Royole may have gone bankrupt, but Liu Zihong had already quietly slipped away. Before restrictions on his personal spending were imposed, he had fled to the United States. In late August 2023, viewers spotted him on a live broadcast at the U.S. Open, leisurely watching the matches with a woman by his side. Tickets for that game cost as much as 160,000 yuan. By then, Liu had been officially blacklisted as a “dishonest debtor,” facing 74 consumption restrictions and owing a staggering 2.9 billion yuan in debts. Employees remained unpaid, and creditors were left stranded.
Liu’s trajectory—from top student, Stanford PhD, and “China’s foldable screen pioneer,” to now being branded a “Tsinghua deadbeat”—resembles a rollercoaster of rise and ruin. His story draws inevitable comparisons with Jia Yueting, another once-celebrated entrepreneur who left behind a trail of debt and broken promises.
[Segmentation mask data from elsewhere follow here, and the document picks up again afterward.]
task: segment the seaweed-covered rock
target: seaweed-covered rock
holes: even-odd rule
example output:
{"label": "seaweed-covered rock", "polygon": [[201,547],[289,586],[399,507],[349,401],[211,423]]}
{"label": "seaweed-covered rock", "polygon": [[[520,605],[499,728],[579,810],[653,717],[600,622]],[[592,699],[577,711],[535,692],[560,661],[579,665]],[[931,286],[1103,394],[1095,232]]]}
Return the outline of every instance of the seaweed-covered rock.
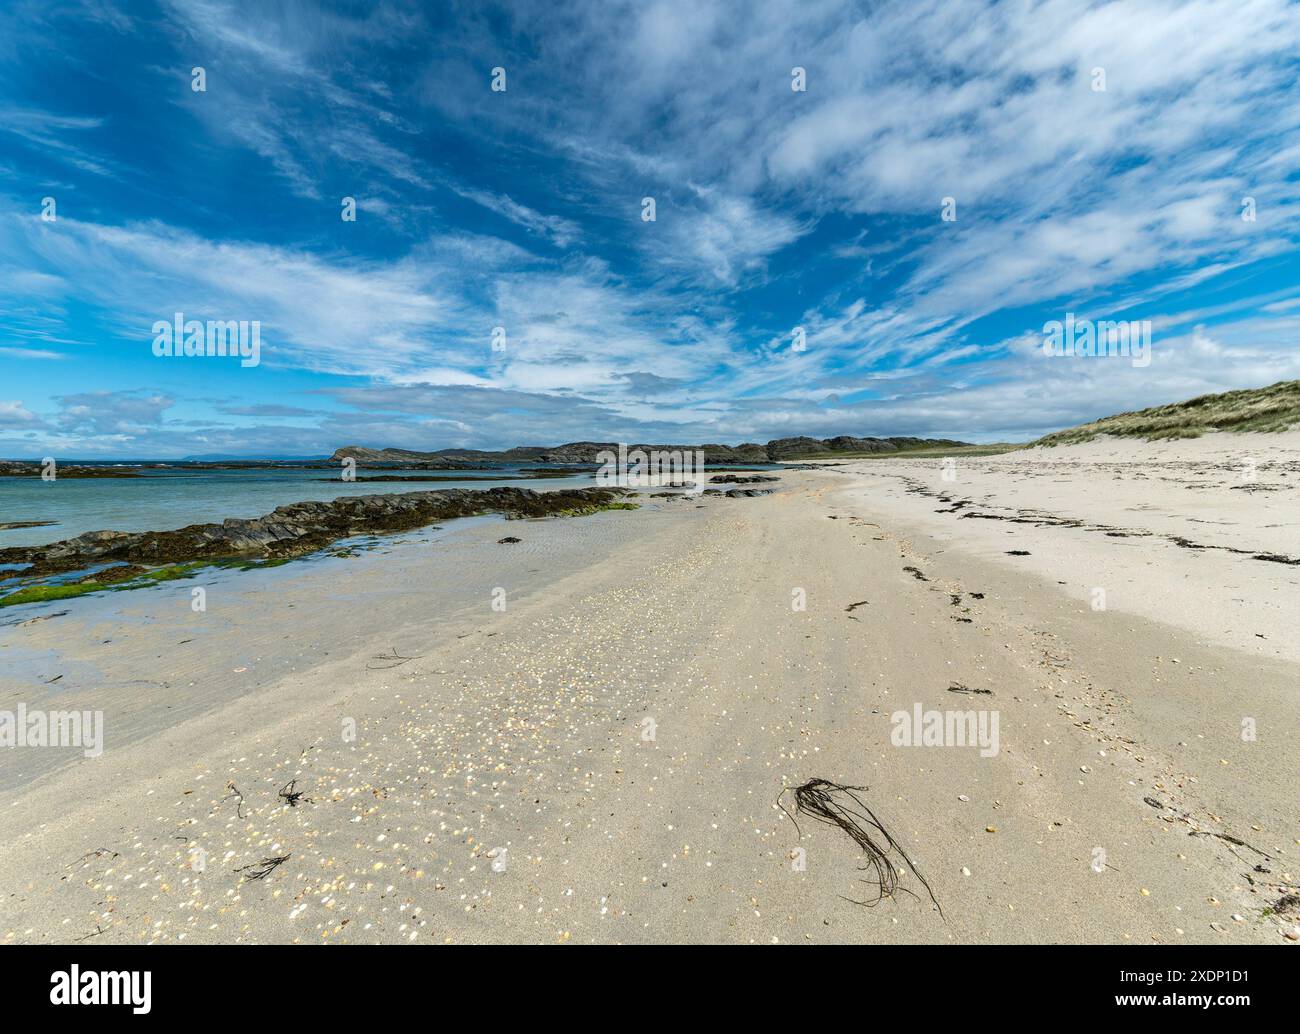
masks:
{"label": "seaweed-covered rock", "polygon": [[91,531],[41,546],[0,549],[0,563],[30,564],[28,574],[57,574],[108,561],[168,564],[227,557],[293,557],[352,535],[407,531],[473,514],[548,517],[594,513],[617,505],[625,494],[617,488],[556,492],[448,488],[343,496],[329,502],[290,503],[262,517],[232,517],[220,524],[191,524],[175,531]]}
Both men basked in the spotlight at their peak, only to drive their companies into bankruptcy and leave creditors in despair while they lived comfortably abroad. Liu’s downfall is not just a personal tragedy, but also a stark reflection of the speculative frenzy and risks hidden within China’s startup boom.